Information of security of network of more whole world all is in Www.easyaq.com of net of E safety official
The researcher of ERNW of company of dispatch Germany security discovered E safety on June 13, the entrance guard communication of ABB of Swiss technology company is put in many serious flaw in the system.
Incidence
Easy the product that suffers attack is ABB IP gateway (also sell with Busch-Jaeger brand at the same time) , it is a component of solution of communication of ABB entrance guard. This kind of solution includes frequency and video interphone, dactylogram to read take implement etc.
ABB expresses in the safe announcement that the near future issues, moving firmware version is put in a few potential serious flaw in the 3.39 IP gateway with earlier version.
The main effect of IP gateway is to be network of interphone, this locality and the shift that can be used at long-range monitoring and control system to apply a program to provide link.
Put in the many flaw such as long-range code infuse
Researcher discovers among them a flaw is flaw of long-range code infuse, the aggressor that allows to visit this locality network controls end equipment.
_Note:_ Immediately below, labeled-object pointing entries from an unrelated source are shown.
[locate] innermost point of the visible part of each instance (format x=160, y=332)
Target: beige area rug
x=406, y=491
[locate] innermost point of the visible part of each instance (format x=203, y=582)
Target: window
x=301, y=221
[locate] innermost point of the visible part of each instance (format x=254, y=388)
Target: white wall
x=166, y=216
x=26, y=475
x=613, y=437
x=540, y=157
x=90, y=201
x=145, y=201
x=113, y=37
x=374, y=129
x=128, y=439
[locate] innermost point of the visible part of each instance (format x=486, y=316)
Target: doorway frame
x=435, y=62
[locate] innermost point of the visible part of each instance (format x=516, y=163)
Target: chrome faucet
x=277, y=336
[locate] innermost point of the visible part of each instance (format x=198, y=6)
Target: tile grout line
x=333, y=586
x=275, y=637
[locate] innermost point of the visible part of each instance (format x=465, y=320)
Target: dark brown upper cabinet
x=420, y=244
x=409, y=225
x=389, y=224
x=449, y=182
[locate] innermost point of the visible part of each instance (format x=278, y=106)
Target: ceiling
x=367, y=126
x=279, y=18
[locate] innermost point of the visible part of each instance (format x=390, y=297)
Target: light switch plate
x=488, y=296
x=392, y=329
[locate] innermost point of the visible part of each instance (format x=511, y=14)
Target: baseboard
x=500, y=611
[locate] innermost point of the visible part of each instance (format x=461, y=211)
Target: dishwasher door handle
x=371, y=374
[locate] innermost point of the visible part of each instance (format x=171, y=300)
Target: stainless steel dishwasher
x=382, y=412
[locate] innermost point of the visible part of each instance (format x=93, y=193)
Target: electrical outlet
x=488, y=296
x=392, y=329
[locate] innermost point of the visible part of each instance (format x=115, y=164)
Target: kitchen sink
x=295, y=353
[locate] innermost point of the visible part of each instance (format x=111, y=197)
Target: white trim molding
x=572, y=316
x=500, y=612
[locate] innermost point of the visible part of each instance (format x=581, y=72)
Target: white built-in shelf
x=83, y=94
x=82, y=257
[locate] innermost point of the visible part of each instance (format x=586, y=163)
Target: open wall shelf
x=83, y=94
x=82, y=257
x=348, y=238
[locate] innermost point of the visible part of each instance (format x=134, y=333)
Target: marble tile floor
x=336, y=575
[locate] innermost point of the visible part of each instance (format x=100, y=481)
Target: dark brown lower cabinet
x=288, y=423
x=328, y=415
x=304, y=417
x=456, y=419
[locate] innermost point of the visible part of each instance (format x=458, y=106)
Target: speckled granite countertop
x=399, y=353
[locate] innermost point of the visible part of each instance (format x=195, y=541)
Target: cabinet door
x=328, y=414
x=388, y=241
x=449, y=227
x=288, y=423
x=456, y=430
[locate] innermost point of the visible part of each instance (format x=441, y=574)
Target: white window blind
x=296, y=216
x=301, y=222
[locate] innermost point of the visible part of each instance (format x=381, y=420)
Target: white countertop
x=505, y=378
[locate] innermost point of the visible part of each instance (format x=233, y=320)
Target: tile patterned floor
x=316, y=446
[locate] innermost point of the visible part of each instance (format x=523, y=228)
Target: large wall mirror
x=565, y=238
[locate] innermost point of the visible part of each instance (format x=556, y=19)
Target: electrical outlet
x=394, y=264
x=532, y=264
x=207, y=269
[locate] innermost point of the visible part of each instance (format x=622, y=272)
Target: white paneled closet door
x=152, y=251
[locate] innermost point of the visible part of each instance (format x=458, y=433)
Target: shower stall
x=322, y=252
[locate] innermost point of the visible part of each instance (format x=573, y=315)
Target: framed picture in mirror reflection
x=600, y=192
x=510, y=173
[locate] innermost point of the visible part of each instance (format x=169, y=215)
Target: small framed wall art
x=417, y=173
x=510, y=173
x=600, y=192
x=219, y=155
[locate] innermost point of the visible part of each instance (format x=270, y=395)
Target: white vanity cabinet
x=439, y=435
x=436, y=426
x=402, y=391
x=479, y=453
This flaw affects this locality to configure Web server, aggressor can send tailor-made information to exploit this loophole to the system.
One, flaw of incorrect identity test and verify (CVE-2017-7931)
Allow aggressor to bypass identity test and verify, the visit configures the page on file and Web server.
2, flaw of password of memory of proclaimed in writing (CVE-2017-7933)
After aggressor logins successfully can get administrator password from inside the browser Cookie of the user, but premise is, aggressor must cast the first stone the client carries a system, extract Cookie of password of proclaimed in writing in order to succeed.
3, the request that cross a station forges flaw (CVE-2017-7906)
Allow aggressor to execute a variety of operations with the identity of lawful user.
These attack can come true remotely, but ask the user is alternant normally, click webpage of ill will of link, visit to wait for example.
ABB expresses, have not discover the circumstance that these flaw use at present, and have not publish flaw detailed information at present.
Already released firmware to update
ABB company already released firmware version 3.4 rehabilitate these flaw, offerred a few solutions to alleviate attack is minatory, among them the mainest proposal is, hope user ensures Web server cannot be visited through Internet directly.